As much as the field studies are interesting and useful, it was a long day, and the first thing I wanted when I got off the train was a cup of tea, and for it to be dinner time already.
Dinner at Krogerup is served at 6pm. Everyday. On the dot. But today when the doors to the dining hall opened, they revealed a very different sight than the buffet set up we’re accustomed to for meals. All of the tables had been covered with white table clothes and there was already an appetizer set at every place and bottles of wine on every table. The principle, Rikke (who is truly inspiring and positively radiates joy and excitement) told us that they wanted to surprise us with a nice meal and time for relaxation and hygge before we all leave for our travels. During the month of October, the students at the højskole will be traveling to assorted locations (Mexico, Burma, China, Hollywood, etc) depending on their classes. The six DIS students will also be traveling at various times, so this is essentially quality time before we spend a month separated. We’ve all mourned over how lonely the month will feel, and already planned our joyous reunions for the end of October, but the busy second month will probably fly by as fast as the first did.
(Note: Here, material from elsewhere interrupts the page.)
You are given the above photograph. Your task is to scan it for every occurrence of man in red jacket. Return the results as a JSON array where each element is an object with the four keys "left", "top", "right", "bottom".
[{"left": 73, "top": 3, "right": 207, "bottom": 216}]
Today’s dinner is just one of the many joyful experiences that I’ve encountered as a result of living at højskole. I’ve also been lucky enough to learn about Danish politics and international relations from several different viewpoints, participate in weekly (multilingual) choir, and be teased incessantly about my inability to pronounce Danish words. Every day reminds me to be thankful for that little bit of spontaneity that spurned me to email DIS just 3 weeks before departure saying that I WOULD, in fact, enjoy living in a folkehøjskole.